How tech can help you fulfill customer expectations and build a repeat business

“The purpose of business,” said the father of management science, Peter Drucker, “is to create and keep a customer.”

If he lived in today’s fast paced world — which moves at the speed of the Internet across all continents and in all time zones– he might have added that it is far more cost-effective to keep a customer than to acquire a new one.

The reason why customer acquisition is more expensive and customer retention more challenging is because the Internet is no longer a novelty. In the early days of the Internet, when e-commerce was climbing out of the primal sea of a world built on zeros and ones, most of the best keywords were easily available for pay per click customers. Moreover, only early adopters were building company websites.

Today, it’s a completely different scene. Almost every company has a web presence and it’s not uncommon to be paying in dollars for keywords that once cost pennies.

However, it’s still possible to outperform most of the companies in your marketplace by using a fulfillment center, which expedites drop ship orders, content marketing, and old-fashioned customer service.

Leaving the Competition in the Dust

Here, then, are three things you should do today to grab the brass ring:

1. Use a Fulfillment Center

As the name implies, a fulfillment center is about fulfilling your orders.

You should think of rapid fulfillment of orders as core competency. If your company is a little slow in getting those packages out of the door because of inadequate staffing, insufficient mechanisation, or other reasons, the first thing you should do is to hire a business that specializes in handling orders quickly and well. Once customers hit the buy button in their shopping cart, they expect to get their package fast. If you don’t fulfill their expectation, they will choose another vendor the next time they plan to purchase that item.

Nine times out of 10, a fulfillment center will get things done better than an in-house order fulfillment system because they have excelled in doing three things:

  1. Cost efficiency. They handle order fulfillment at a lower cost per unit than your in-house services can hope to do.
  2. Warehousing and Inventory Management. They have huge warehouses and have refined the process of inventory management. Logistics are a way of life and few challenges intimidate them.
  3. High tech order processing. They use the best technology to keep track of orders coming in, including the best fulfillment software, serial number processing, and expiration date tracking.

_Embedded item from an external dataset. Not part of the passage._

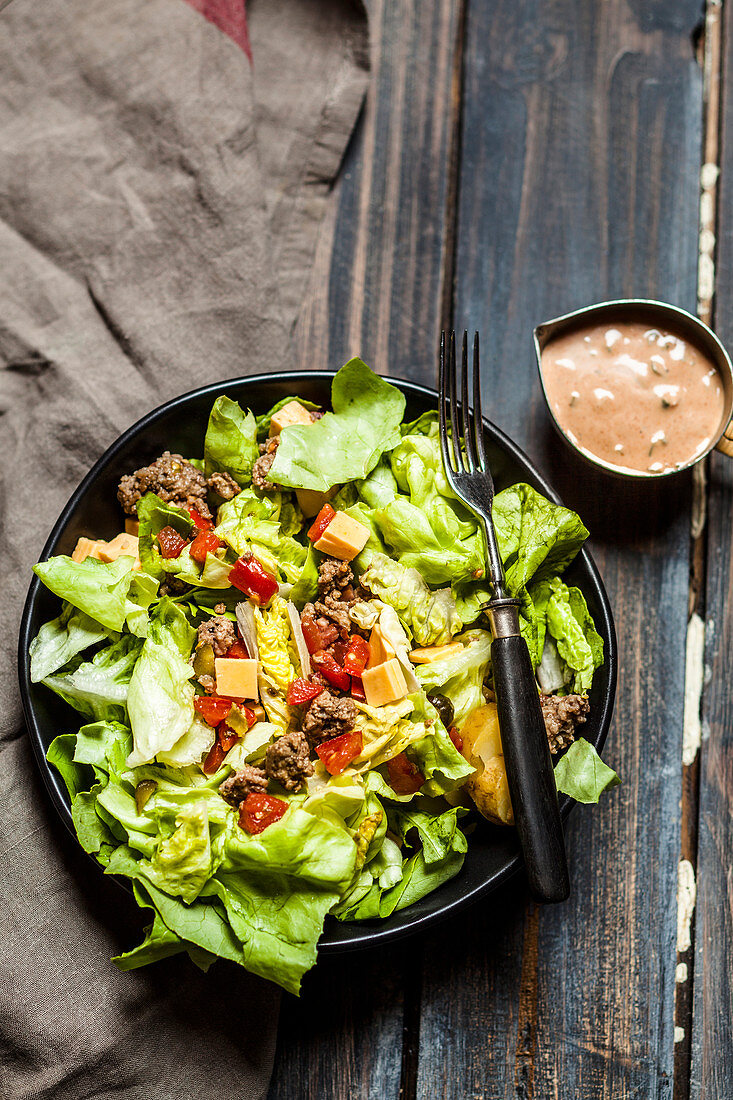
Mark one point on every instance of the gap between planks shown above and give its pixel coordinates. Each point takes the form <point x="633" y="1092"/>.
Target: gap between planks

Using FIFO logic, your products will not age on shelves and using proprietary logic you will pay the lowest possible cost on shipping around the world.

2. Create a content marketing schedule

Content is something customers have come to expect from leading companies. This content can come in the form of blog posts, video tutorials, or social media updates on industry trends. Companies that have not caught on to the advantages of this inbound marketing strategy fail to attract, convert, close, and delight customers.

Let’s take a closer look at each of these four elements:

  1. Attraction. While a carefully scripted Google PPC ad or Facebook ad might drive customers to your website, they will quickly click away if all they experience is a catalog website and nothing but sales letters and videos. Since they have nothing to engage their interest, they click away. Alternatively, if you have lots of fascinating content, they will not only tarry awhile, but bookmark the page to come back to read more. Many will even subscribe for your newsletters because your ethical bribe now looks much more tempting and they would like to stay in touch.
  2. Conversion. Conversion happens over time. While a few people might become customers right away, it’s estimated that it takes an average of seven marketing messages (usually via email) before they decide to buy something.
  3. Close. If you deliver or showcase excellent content on a regular basis, then closing is actually only the first step in developing a long-term relationship with your company.
  4. Delight. You delight a customer by giving them what they want. Your content may delight them by offering ideas on how they can find solutions. Your products may delight them because they provide the solutions.

3. Practice Old-Fashioned Customer Service

Customer service is not an esoteric science. It’s as simple as having someone pick up the phone when customers call rather than forcing them to go to voicemail. It’s as simple as responding rapidly to email queries or complaints. It’s as simple as being concerned and proactive about getting their questions answered before they make a purchase or having after their complaints addressed or misperceptions corrected by a knowledgeable phone rep.

And a little friendliness and good humor doesn’t hurt either. Here’s a true story mentioned in Forbes about how the founder of CD Baby wrote an ingenious order confirmation email: “Your CD has been gently taken from our CD Baby shelves with sterilized contamination-free gloves and placed onto a satin pillow . . .” Derek Sivers later sold CD Baby for no less than US$22-million.

Customers Love Efficiency

You’ll build a fabulous repeat business if you can amplify your efficiency ratio, and you’ll more than make up for the rising cost of advertising.